Plan B was a Zoom worm rigged whacky-style. After half a dozen dinks, ol' fatass grabbed the worm and I managed to land her in spite of the tiny hook I was using (#1 Owner mosquito hook).

Cod guessed her at 7 1/4 pounds. I guessed between 7 1/2 and 8 pounds. Digital scales said 7 lbs 2 ounces.

I liked it better when I could just hang any old number I want on them.


----------



## Realtor (Oct 1, 2007)

NICE Bass!


----------



## JoeyWelch (Sep 25, 2009)

That’s crazy.
Congratulations


----------



## lees way2 (Oct 7, 2007)

Thats a good one and thanks for getting ole cod out of the house. Any day out side is a great day.


----------



## Murphy's Law (Sep 27, 2007)

Damn nice catch !!

Sent from my SM-G950U using Tapatalk


----------



## Jason (Oct 2, 2007)

Dang right fellas!!! Y'all did great!


----------



## Bodupp (Oct 3, 2007)

lees way2 said:


> Thats a good one and thanks for getting ole cod out of the house. Any day out side is a great day.

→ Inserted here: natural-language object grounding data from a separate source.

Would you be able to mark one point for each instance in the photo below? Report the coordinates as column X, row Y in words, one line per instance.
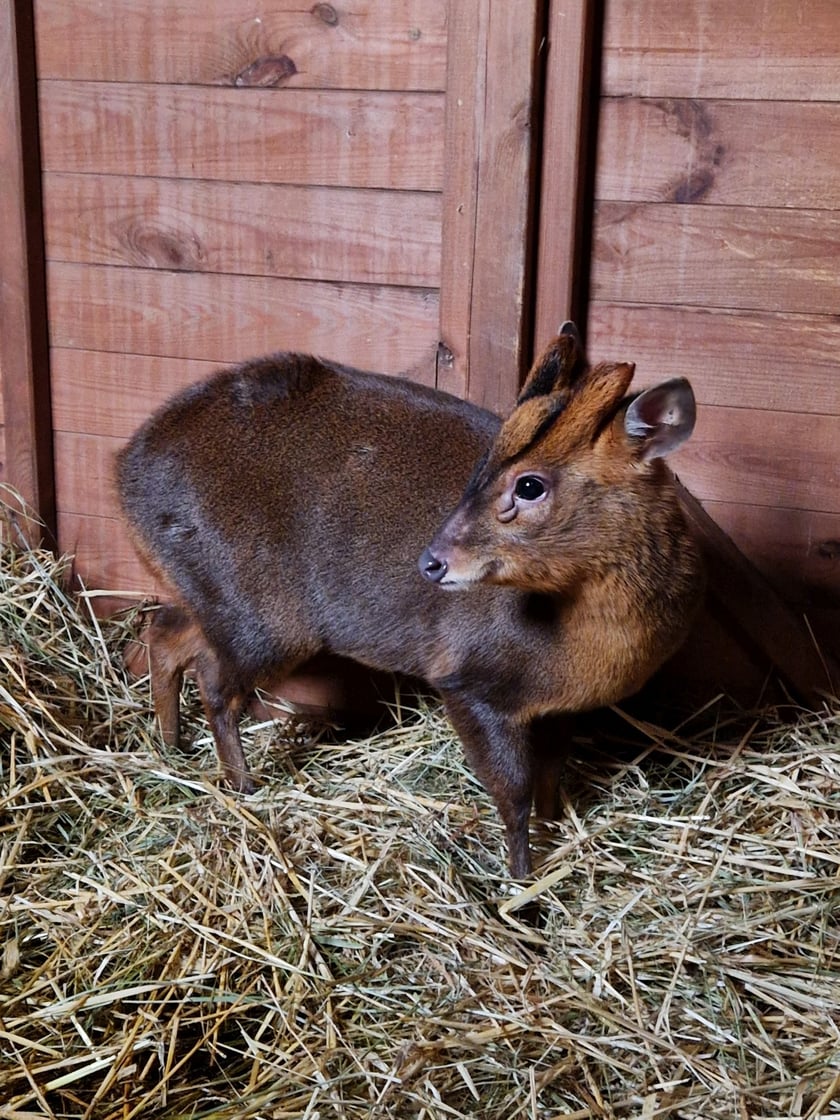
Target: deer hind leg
column 549, row 740
column 175, row 640
column 498, row 750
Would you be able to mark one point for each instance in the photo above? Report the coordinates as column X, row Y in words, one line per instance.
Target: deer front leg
column 497, row 748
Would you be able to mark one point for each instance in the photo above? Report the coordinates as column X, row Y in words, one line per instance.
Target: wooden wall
column 716, row 254
column 220, row 184
column 223, row 179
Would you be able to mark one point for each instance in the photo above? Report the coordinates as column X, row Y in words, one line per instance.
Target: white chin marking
column 453, row 582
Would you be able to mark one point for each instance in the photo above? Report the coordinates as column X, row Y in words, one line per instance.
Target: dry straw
column 345, row 943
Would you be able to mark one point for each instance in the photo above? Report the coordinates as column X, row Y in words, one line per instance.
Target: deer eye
column 529, row 488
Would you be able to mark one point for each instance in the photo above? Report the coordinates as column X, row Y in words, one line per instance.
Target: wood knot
column 326, row 14
column 161, row 248
column 267, row 72
column 445, row 357
column 829, row 550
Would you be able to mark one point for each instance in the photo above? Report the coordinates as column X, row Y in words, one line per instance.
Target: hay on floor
column 346, row 943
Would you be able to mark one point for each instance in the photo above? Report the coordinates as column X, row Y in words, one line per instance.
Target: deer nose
column 430, row 567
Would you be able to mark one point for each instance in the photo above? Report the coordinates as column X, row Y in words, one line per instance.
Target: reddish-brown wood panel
column 110, row 394
column 750, row 360
column 798, row 550
column 317, row 233
column 783, row 459
column 399, row 45
column 487, row 199
column 85, row 482
column 735, row 257
column 726, row 152
column 221, row 318
column 716, row 48
column 105, row 559
column 27, row 457
column 333, row 138
column 562, row 242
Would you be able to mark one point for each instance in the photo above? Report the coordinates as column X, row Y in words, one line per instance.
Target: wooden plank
column 796, row 550
column 726, row 152
column 27, row 463
column 783, row 363
column 737, row 257
column 399, row 45
column 487, row 197
column 560, row 291
column 714, row 48
column 104, row 557
column 756, row 613
column 85, row 474
column 111, row 394
column 318, row 233
column 222, row 318
column 782, row 459
column 335, row 138
column 464, row 119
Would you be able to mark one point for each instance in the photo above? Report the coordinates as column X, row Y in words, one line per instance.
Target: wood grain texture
column 781, row 459
column 756, row 613
column 466, row 68
column 559, row 294
column 735, row 257
column 749, row 360
column 334, row 138
column 798, row 550
column 110, row 394
column 714, row 48
column 726, row 152
column 104, row 558
column 27, row 458
column 487, row 198
column 221, row 318
column 366, row 45
column 316, row 233
column 85, row 475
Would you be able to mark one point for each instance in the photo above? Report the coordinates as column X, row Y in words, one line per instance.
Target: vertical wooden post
column 488, row 190
column 563, row 241
column 24, row 339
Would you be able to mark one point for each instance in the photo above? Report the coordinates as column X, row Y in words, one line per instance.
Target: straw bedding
column 345, row 943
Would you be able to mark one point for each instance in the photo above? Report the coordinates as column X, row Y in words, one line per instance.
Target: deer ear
column 662, row 418
column 558, row 367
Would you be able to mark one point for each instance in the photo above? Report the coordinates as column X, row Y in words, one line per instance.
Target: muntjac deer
column 289, row 502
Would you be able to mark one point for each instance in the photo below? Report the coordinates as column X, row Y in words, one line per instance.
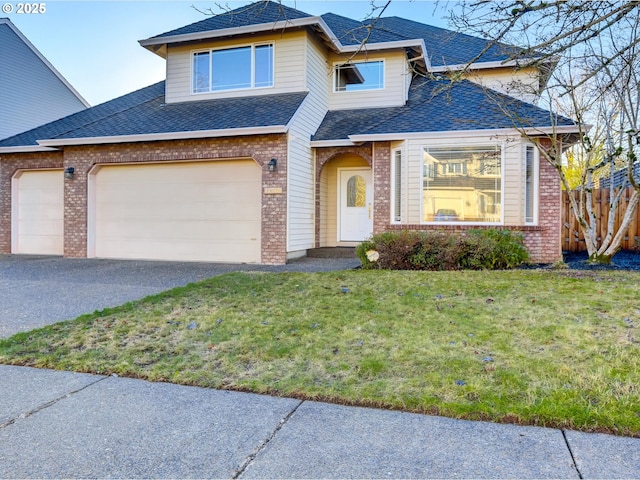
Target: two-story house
column 277, row 132
column 32, row 91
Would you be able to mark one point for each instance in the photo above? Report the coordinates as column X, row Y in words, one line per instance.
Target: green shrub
column 478, row 249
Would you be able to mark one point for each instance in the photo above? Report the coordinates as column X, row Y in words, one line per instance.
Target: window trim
column 353, row 62
column 502, row 146
column 536, row 183
column 253, row 47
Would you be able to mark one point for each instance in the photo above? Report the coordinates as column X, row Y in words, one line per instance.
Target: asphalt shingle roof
column 252, row 14
column 430, row 108
column 444, row 47
column 84, row 117
column 145, row 112
column 465, row 106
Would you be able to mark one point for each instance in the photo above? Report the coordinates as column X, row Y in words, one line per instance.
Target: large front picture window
column 233, row 68
column 462, row 184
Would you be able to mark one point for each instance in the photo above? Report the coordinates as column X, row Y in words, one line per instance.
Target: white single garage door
column 38, row 212
column 195, row 211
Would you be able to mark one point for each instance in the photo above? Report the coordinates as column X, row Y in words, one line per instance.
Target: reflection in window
column 359, row 76
column 356, row 192
column 462, row 184
column 233, row 68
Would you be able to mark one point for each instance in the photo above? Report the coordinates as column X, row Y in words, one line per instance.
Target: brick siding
column 542, row 240
column 260, row 148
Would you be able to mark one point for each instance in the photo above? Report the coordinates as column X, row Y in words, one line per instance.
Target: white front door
column 355, row 205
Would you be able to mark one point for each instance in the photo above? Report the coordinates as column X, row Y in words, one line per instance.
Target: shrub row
column 436, row 250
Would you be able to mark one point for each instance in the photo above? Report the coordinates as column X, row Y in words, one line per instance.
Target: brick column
column 381, row 186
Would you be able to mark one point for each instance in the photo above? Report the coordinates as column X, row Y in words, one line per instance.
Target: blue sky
column 94, row 44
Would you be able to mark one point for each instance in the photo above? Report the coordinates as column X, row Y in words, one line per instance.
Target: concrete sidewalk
column 63, row 424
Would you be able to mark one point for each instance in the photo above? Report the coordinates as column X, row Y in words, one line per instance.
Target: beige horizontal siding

Cod is slowing waaaay down. Original plan was to take his jonboat, but he decided we would bank fish from his golf cart. I drove the cart, and he only got out of the cart one time to pee.(Took a total of ONE STEP) He never cast one time. Said he enjoyed watching me almost as much as doing it himself.

What he did do was blast turtles with his .17 Super! Old boy can still shoot!
He blasted one off a log and sent it flying. Happiest I've seen him in a while. I would feel a bass going tap tap, and Cod would holler, "FIRE IN THE HOLE!" and blast another one.


----------



## Dmoney (Feb 19, 2017)

You guys are a"riot". I woulda' give 'im 8, easy. Love your post! Glad to hear 'Ol Cod is slowing down, having not heard much from him lately I was imagining worse . 😂


----------



## FishWalton (Jul 22, 2010)

Great photo of a great fish. Nice cool morning down here today with broken clouds. No rain until the afternoon.


----------